Jeremiah 7:3-14 Thus says the LORD of hosts, the God of Israel, Amend your ways and your doings, and I will let you dwell in this place. [4] Do not trust in these deceptive words: `This is the temple of the LORD, the temple of the LORD, the temple of the LORD.’ [5] “For if you truly amend your ways and your doings, if you truly execute justice one with another, [6] if you do not oppress the alien, the fatherless or the widow, or shed innocent blood in this place, and if you do not go after other gods to your own hurt, [7] then I will let you dwell in this place, in the land that I gave of old to your fathers for ever. [8] “Behold, you trust in deceptive words to no avail. [9] Will you steal, murder, commit adultery, swear falsely, burn incense to Ba’al, and go after other gods that you have not known, [10] and then come and stand before me in this house, which is called by my name, and say, `We are delivered!’ — only to go on doing all these abominations? [11] Has this house, which is called by my name, become a den of robbers in your eyes? Behold, I myself have seen it, says the LORD. [12] Go now to my place that was in Shiloh, where I made my name dwell at first, and see what I did to it for the wickedness of my people Israel. [13] And now, because you have done all these things, says the LORD, and when I spoke to you persistently you did not listen, and when I called you, you did not answer, [14] therefore I will do to the house which is called by my name, and in which you trust, and to the place which I gave to you and to your fathers, as I did to Shiloh.

If my choice comes down to all of this Bible vs. Origen and some other Church fathers who simply didn’t understand the above teaching of the Bible, I go with the Bible (as I always do if there is a contrary choice to it).

You get this sense from a lot of these early Christians that there’s a very strong, almost allergic reaction to the surrounding pagan practices . . . [leading to] a wholesale rejection of icons. [12:32-51]

Well, that’s just it. The fathers who did this fell into the very human and unfortunately common reaction of going from one extreme (error) to the other extreme (also an error). They observed true pagan idolatry, by use of images, and so they concluded that all images are evil. That doesn’t follow. A corruption of a thing is not the thing itself.

Some Church fathers also had a tendency of reacting so strongly against pagan immoral sexuality, that they started thinking that moral, biblically mandated sexuality was evil or had some sort of “scandal” always attached to it, as if we should be ashamed of one of the great gifts that God gave us; as if all sexual desire must be sinful lust.

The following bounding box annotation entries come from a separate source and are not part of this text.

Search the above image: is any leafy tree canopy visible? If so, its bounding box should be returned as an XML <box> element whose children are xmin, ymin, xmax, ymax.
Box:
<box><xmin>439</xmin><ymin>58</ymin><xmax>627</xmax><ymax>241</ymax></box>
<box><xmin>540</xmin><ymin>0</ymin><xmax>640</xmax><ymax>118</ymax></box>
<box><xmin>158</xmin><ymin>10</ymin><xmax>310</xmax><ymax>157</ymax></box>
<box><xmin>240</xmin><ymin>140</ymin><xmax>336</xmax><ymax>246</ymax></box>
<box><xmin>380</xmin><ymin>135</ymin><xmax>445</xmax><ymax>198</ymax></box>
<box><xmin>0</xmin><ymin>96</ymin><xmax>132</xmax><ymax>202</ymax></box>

Gavin cites Lactantius, who stated that “there is no doubt that there is no religion where there is an image.” This is biblically illiterate as well. I would love to have him appear in my room and engage in dialogue with me about the proper interpretation of all the Bible passages I set forth above. I am going by biblical teaching. I think — with all due respect — he and Origen are reacting emotionally and going to extremes: making wicked what isn’t wicked at all, rightly understood and practiced. This is not good.

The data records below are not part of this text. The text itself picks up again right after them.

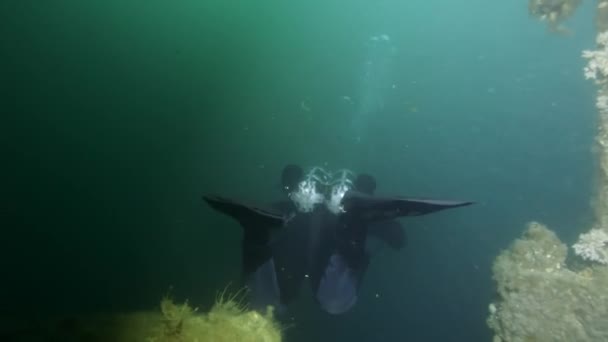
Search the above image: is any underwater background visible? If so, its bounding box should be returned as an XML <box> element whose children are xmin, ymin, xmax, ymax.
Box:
<box><xmin>0</xmin><ymin>0</ymin><xmax>596</xmax><ymax>341</ymax></box>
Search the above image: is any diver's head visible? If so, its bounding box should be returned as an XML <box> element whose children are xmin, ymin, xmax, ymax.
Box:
<box><xmin>281</xmin><ymin>164</ymin><xmax>304</xmax><ymax>193</ymax></box>
<box><xmin>354</xmin><ymin>173</ymin><xmax>376</xmax><ymax>195</ymax></box>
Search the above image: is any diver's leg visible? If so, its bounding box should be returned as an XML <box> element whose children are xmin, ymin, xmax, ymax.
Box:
<box><xmin>245</xmin><ymin>258</ymin><xmax>284</xmax><ymax>312</ymax></box>
<box><xmin>316</xmin><ymin>253</ymin><xmax>367</xmax><ymax>314</ymax></box>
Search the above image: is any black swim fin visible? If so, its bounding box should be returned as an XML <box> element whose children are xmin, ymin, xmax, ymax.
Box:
<box><xmin>203</xmin><ymin>195</ymin><xmax>285</xmax><ymax>243</ymax></box>
<box><xmin>342</xmin><ymin>191</ymin><xmax>473</xmax><ymax>222</ymax></box>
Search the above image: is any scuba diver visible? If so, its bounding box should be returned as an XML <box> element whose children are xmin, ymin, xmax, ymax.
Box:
<box><xmin>203</xmin><ymin>165</ymin><xmax>472</xmax><ymax>314</ymax></box>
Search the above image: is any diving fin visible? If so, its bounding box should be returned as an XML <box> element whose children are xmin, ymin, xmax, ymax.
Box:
<box><xmin>203</xmin><ymin>195</ymin><xmax>285</xmax><ymax>238</ymax></box>
<box><xmin>367</xmin><ymin>220</ymin><xmax>407</xmax><ymax>250</ymax></box>
<box><xmin>342</xmin><ymin>191</ymin><xmax>473</xmax><ymax>222</ymax></box>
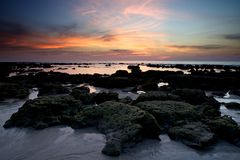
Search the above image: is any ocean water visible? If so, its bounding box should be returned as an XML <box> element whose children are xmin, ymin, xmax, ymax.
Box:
<box><xmin>0</xmin><ymin>89</ymin><xmax>240</xmax><ymax>160</ymax></box>
<box><xmin>9</xmin><ymin>61</ymin><xmax>240</xmax><ymax>77</ymax></box>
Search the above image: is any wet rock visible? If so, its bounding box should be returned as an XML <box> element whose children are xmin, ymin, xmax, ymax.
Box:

Gavin cites the Council of Elvira, from early in the 4th century in Spain (some — like Hefele — think it was in 306 AD). Its canon 36 stated: “Pictures are not to be placed in churches, so that they do not become objects of worship and adoration.” One can always look deeper into things. The Catholic Encyclopedia article, “Council of Elvira” (1909), stated:

Canon xxxvi (placuit picturas in ecclesia esse non debere ne quod colitur et adoratur in parietibus depingatur) has often been urged against the veneration of images as practised in the Catholic Church. BinterimDe Rossi, and Hefele interpret this prohibition as directed against the use of images in overground churches only, lest the pagans should caricature sacred scenes and ideas; Von Funk, Termel, and Dom Leclerq opine that the council did not pronounce as to the liceity or non-liceity of the use of images, but as an administrative measure simply forbade them, lest new and weak converts from paganism should incur thereby any danger of relapse into idolatry, or be scandalized by certain superstitious excesses in no way approved by the ecclesiastical authority. . . . (See text and commentary in Hefele-Leclercq, “Hist. des Conciles.” [History of Church Councils] I, 212 sqq.)

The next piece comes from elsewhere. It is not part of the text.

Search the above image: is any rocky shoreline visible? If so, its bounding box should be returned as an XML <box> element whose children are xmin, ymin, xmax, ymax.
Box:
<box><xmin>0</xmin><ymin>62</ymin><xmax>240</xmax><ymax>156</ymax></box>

If Gavin wants to argue that the general lack of sanction of images in the first three centuries of the Church is fatal to the notion, I would point out that many doctrines were pretty undeveloped at the same time. St. John Henry Cardinal Newman observed along these lines:

If the Imperial Power checked the development of Councils, it availed also for keeping back the power of the Papacy. The Creed, the Canon, in like manner, both remained undefined. The Creed, the Canon, the Papacy, Ecumenical Councils, all began to form, as soon as the Empire relaxed its tyrannous oppression of the Church. And as it was natural that her monarchical power should display itself when the Empire became Christian, so was it natural also that further developments of that power should take place when that Empire fell. (Essay on the Development of Christian Doctrine, 1878 edition, Univ. of Notre Dame Press, 1989, pp. 148-155; Part 1, Chapter 4, Section 3)

Gavin agrees with this to some extent, by saying: “With the conversion of Constantine, things change. A lot changes overnight” [14:39-14:45]. He agrees that in the fourth century, images start to appear in churches. But let’s briefly look at the development of the biblical canon in this early time period:

In the period up to 140, the Book of Acts was scarcely known or quoted. Quotations from the apostle Paul were rarely introduced as scriptural. The books of Hebrews, James, 1 and 2 Peter, 1, 2, and 3 John, Jude, and Revelation were not considered to be part of the canon, and most of these books weren’t accepted by consensus as biblical until the end of the 4th century. In the period of 160-250, the Shepherd of Hermas was considered part of the New Testament by Irenaeus, Tertullian, Origen, and Clement of Alexandria. Even in the early 5th century, 1 Clement and 2 Clement  were included in the biblical manuscript: Codex Alexandrinus.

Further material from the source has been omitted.